High blood pressure damages artery walls through sheer mechanical force, creating the entry points that let cholesterol in. Smoking accelerates the process on multiple fronts: it damages the artery lining directly, promotes inflammation, makes blood more prone to clotting, and lowers HDL (the protective cholesterol). Diabetes raises blood sugar levels that injure artery walls and promote inflammation, which is why people with diabetes face heart attack risk comparable to people who already have known heart disease.

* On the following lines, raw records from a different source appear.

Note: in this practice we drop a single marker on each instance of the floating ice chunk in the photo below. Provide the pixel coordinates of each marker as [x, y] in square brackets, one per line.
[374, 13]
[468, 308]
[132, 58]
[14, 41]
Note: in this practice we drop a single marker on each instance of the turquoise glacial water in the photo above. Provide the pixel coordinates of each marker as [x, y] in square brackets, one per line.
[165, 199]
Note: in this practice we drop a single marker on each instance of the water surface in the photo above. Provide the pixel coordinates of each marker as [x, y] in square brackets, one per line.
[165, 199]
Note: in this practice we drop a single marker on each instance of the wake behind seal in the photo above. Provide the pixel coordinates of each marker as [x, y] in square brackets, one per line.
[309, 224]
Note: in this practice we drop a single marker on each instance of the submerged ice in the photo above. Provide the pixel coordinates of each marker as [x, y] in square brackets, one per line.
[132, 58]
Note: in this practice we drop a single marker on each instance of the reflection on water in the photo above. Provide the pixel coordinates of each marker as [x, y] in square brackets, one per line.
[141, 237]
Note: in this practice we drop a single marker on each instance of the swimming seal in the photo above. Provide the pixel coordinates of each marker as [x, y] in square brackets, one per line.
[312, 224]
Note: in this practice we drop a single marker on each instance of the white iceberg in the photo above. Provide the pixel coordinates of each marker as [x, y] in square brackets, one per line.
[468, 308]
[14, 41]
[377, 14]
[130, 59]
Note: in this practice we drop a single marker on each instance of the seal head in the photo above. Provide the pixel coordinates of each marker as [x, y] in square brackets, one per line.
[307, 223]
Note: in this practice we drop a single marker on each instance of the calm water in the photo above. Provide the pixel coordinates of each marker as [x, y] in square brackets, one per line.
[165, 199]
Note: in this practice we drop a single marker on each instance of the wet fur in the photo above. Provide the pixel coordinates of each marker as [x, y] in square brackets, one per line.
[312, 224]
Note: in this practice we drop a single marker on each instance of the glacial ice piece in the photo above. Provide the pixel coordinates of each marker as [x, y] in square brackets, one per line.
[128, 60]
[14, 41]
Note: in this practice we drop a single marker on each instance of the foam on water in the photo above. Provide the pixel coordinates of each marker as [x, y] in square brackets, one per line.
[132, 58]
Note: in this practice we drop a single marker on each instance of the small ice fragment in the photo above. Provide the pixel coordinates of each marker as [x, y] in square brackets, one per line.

Obesity, physical inactivity, and chronic stress feed into these same pathways. They raise blood pressure, worsen cholesterol profiles, increase inflammation, and promote insulin resistance. Family history also plays a significant role. If a close relative had a heart attack at a young age (before 55 for men, before 65 for women), your own risk is meaningfully elevated regardless of your lifestyle choices.
Why Heart Attacks Happen Differently in Women
Women tend to develop coronary artery disease about a decade later than men, partly due to the protective effects of estrogen before menopause. But the differences go beyond timing. Women are more likely to have heart attacks driven by microvascular disease or coronary artery spasm rather than a single large blocked artery. They’re also more likely to experience SCAD.
This matters because standard cardiac tests are designed to detect blockages in large arteries. A woman with microvascular dysfunction may have a normal-looking angiogram and still be at significant risk. Data from the NHLBI-sponsored WISE study showed that women with no obstructive coronary artery disease but evidence of reduced blood flow to the heart had notably worse outcomes than women without those flow abnormalities. The condition is real, carries real risk, and requires specific testing to identify.